Ancaman dan ultimatum yang keras tersebut dirasakan berat oleh Abu Thalib, karenanya dia menemui Rasulullah –shallallahu 'alaihi wasallam- seraya berkata kepadanya: wahai keponakanku! Sesungguhnya kaummu telah mendatangiku dan mengatakan ini dan itu kepadaku. Maka kasihanilah aku dan dirimu juga. Janganlah engkau membebaniku dengan sesuatu yang tidak mampu aku lakukan!.

Rasulullah –shallallahu 'alaihi wasallam- mengira bahwa dengan ini pamannya telah menghentikan pembelaannya dan tak mampu lagi melindungi dirinya, maka beliau pun menjawab: wahai pamanku!
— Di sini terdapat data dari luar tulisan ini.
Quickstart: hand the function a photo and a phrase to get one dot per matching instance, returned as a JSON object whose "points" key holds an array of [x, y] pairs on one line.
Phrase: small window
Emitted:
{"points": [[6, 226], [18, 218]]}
Demi Allah, andaikan mereka meletakkan matahari di tangan kananku dan bulan di tangan kiriku agar aku meninggalkan urusan ini, niscaya aku tidak akan meninggalkannya hingga Allah memenangkannya atau aku binasa karenanya.

Beliau mengungkapkannya dengan berlinang air mata dan tersedu, lalu berdiri dan meninggalkan pamannya, namun pamannya memanggilnya dan tatkala beliau menghampirinya, dia berkata kepadanya: pergilah wahai keponakanku! Katakanlah apa yang engkau suka, demi Allah sekali-kali aku tidak akan pernah menyerahkanmu kepada siapa pun!